This is the implementation of the LearnSDD algorithm that learns a tractable Markov Network structure with a tractable represenation, as presented in:
@inproceedings{bekker2015tractable,
title={Tractable learning for complex probability queries},
author={Bekker, Jessa and Davis, Jesse and Choi, Arthur and Darwiche, Adnan and Van den Broeck, Guy},
booktitle={Advances in Neural Information Processing Systems},
pages={2242--2250},
year={2015}
}
- sdd 2.0 library: Download from http://reasoning.cs.ucla.edu/sdd/
- JSDD.jar: The Java wrapper for the sdd library. It is already included in lib/, but also available on https://github.com/jessa/JSDD (already included in LearnSDD.jar)
- jgrapht: Graph library 1.0.0 (http://jgrapht.org/) (already included in LearnSDD.jar)
- commonsio: IO commons 2.7 (https://commons.apache.org/proper/commons-io/) (already included in LearnSDD.jar)
- l-bfgs: Limited-memory BFGS implementation.
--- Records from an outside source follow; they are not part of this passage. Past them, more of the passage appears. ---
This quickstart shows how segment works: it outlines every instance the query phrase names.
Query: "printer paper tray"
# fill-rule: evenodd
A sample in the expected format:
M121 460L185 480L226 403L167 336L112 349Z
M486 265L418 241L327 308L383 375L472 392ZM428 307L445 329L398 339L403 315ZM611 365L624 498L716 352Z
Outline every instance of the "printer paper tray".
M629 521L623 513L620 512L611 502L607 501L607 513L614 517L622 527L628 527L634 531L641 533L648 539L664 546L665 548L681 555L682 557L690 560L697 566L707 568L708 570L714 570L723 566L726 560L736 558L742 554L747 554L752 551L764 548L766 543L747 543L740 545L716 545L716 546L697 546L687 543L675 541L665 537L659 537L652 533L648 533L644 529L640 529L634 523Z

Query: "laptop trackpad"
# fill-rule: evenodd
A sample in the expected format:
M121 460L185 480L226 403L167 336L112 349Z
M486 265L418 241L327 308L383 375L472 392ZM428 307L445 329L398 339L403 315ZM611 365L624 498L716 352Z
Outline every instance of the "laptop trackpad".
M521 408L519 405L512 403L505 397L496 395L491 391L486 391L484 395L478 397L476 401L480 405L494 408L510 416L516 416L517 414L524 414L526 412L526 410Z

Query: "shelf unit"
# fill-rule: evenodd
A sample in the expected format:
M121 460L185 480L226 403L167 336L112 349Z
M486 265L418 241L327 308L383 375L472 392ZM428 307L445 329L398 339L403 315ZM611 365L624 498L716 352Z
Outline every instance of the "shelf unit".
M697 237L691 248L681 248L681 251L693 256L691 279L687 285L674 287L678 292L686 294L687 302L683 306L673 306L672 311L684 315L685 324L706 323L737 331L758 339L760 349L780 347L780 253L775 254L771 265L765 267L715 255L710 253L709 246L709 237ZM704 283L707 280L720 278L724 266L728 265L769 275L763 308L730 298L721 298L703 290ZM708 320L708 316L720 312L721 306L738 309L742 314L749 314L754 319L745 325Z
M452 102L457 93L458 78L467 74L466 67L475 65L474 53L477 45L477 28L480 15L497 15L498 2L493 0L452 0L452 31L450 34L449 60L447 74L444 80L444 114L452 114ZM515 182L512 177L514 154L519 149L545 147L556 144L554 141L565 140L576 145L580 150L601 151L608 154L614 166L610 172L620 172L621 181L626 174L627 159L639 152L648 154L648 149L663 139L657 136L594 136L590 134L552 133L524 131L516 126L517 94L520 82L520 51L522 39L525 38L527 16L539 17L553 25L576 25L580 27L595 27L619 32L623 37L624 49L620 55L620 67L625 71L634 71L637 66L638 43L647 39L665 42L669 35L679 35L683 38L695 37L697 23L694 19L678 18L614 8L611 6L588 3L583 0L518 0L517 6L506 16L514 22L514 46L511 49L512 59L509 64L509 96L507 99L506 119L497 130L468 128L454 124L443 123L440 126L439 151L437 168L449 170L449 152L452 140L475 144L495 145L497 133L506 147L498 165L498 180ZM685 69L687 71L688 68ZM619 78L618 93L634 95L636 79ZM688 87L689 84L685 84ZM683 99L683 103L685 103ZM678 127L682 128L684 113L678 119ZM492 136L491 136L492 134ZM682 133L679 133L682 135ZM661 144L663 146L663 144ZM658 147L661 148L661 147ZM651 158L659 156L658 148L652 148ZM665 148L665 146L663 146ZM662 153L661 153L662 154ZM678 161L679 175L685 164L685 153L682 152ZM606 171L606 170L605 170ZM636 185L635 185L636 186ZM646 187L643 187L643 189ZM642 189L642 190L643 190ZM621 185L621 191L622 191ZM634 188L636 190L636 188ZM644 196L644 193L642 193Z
It is already included, but is also available on (www.chokkan.org/software/liblbfgs/)
The sdd library works on linux and OS X.
-
From the sdd package, copy the sdd library (libsdd.so) to lib/
-
Make sure that the c libraries can be found by adding lib/ to the ld library path
export LD_LIBRARY_PATH=$LD_LIBRARY_PATH:lib/
-
Learn a model for the NLTCS dataset and store the output in the directory nltcs output/:
Make sure that the sdd library gets enough memory by setting -Xss256m and add the libraries to the path.
java -Xss256m -Djava.library.path=lib -jar LearnSDD.jar learn data/nltcs.train.wdata data/nltcs.valid.wdata nltcs_output
-
Infer the dataset log likelihood and the size of the NLTCS model:
java -jar LearnSDD.jar infer nltcs_output/best/model.sdd nltcs_output/best/vtree.vtree nltcs_output/best/weights.csv data/nltcs.test.wdata
For more information about the commands, use the following commands:
java -jar LearnSDD.jar
java -jar LearnSDD.jar learn
java -jar LearnSDD.jar infer
- alpha: The trade-off parameter of the scoring function, default = 0.1
- maxEdge: The maximum number of edges for the learned SDD, default = 10^9
- features: The types of features that are generated (conj, mutex or conj-mutex), default = conj.
- verbose: if this flag is set, all the intermediate models and more lag files are saved.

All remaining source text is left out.